Bernardo Bertolucci: Interviews
Edited by Fabien S. Gerard
Edited by T. Jefferson Kline
"We have to teach people how to read films because when it comes to the cinema there is unbelievable illiteracy. . . especially among intellectuals."
Collected here are forty years of the thoughts of one of the most influential filmmakers of our time. Although the winner of nine Academy Awards for his The Last Emperor, Bernardo Bertolucci may ultimately be best remembered for his Last Tango in Paris, which Pauline Kael called the most erotic film ever made.
This volume gives a privileged view of Bertolucci's career from the days of his first radical experiments to the present, when he has become an elder statesman of world cinema. Half of these twenty-three interviews appear in English for the first time. The conversations resonate with themes that run throughout Bertolucci's work and thought from his early experimental films--Before the Revolution, The Spider's Strategem, The Conformist, and Last Tango in Paris--to his more mainstream works--The Last Emperor, The Sheltering Sky, Little Buddha, and Besieged.
These conversations with Bertolucci reveal the significance of psychoanalysis in his films, the relationship between films and dreams, his early fascination with Godard and the "New Wave," his views on extremism and radical politics, and his personal search for cinematic truth. As the interviews progress through four decades of his filmmaking, they show his artistic evolution. In the earliest he is questing for answers to questions about the "fundamental cinema problem." In the latest he has come to recognize the need to please his audience.

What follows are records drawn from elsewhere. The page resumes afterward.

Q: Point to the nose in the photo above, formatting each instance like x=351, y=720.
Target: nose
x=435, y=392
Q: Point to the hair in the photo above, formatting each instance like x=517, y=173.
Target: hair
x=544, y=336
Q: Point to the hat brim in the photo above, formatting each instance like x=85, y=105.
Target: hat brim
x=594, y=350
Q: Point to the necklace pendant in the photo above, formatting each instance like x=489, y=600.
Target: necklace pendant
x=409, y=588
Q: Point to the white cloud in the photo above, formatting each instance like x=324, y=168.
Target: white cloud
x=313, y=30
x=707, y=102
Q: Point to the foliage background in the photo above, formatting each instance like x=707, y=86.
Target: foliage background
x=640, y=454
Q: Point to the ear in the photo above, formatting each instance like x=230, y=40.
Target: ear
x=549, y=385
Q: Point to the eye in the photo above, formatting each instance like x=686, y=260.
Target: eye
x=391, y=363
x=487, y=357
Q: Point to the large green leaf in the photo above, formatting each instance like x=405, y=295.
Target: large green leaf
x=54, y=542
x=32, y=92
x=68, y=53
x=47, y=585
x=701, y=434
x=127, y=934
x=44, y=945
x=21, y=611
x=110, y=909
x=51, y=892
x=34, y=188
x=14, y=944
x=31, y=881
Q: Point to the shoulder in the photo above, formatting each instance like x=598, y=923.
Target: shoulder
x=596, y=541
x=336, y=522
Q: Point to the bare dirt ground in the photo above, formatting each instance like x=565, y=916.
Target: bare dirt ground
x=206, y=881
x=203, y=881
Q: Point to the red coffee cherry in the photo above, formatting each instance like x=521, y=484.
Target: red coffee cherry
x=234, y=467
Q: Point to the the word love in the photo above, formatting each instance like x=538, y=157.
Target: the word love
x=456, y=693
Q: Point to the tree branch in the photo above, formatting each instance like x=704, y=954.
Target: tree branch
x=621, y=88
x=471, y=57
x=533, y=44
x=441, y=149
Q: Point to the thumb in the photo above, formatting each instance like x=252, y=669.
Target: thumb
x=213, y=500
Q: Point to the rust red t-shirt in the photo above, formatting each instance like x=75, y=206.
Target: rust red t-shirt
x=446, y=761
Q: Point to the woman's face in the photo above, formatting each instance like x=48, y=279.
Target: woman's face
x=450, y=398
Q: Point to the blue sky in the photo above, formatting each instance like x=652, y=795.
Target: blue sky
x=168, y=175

As Bertolucci speaks, he provides his autobiography, his psychohistory, a production journal of each of his films, a portrait gallery of his contemporaries, a compendium of film theory, and an ABC of ideas that range from auteur theory, Bazin, the camera, dance, editing, right on to Zen. He speaks of his early poetry, his fiercely revolutionary stances of the 1960s, and his gradual discovery that he always has to be in love with his audiences.
In all, this is a stunning self-portrait of one of cinema's greatest filmmakers. Fabien S. Gerard has been working as Bertolucci's script supervisor for the last ten years and is the author of the shooting diary of The Last Emperor. He currently teaches film history at Brussels University.
Bruce Sklarew, a Washington, D. C., psychoanalyst and physician, is director of the Forum for the Psychoanalytic Study of Film and is a friend of Bertolucci's. T. Jefferson Kline has been a professor of French at Boston University since 1979 and is the author of Bertolucci's Dream Loom: A Psychoanalytic Study of Cinema and other books.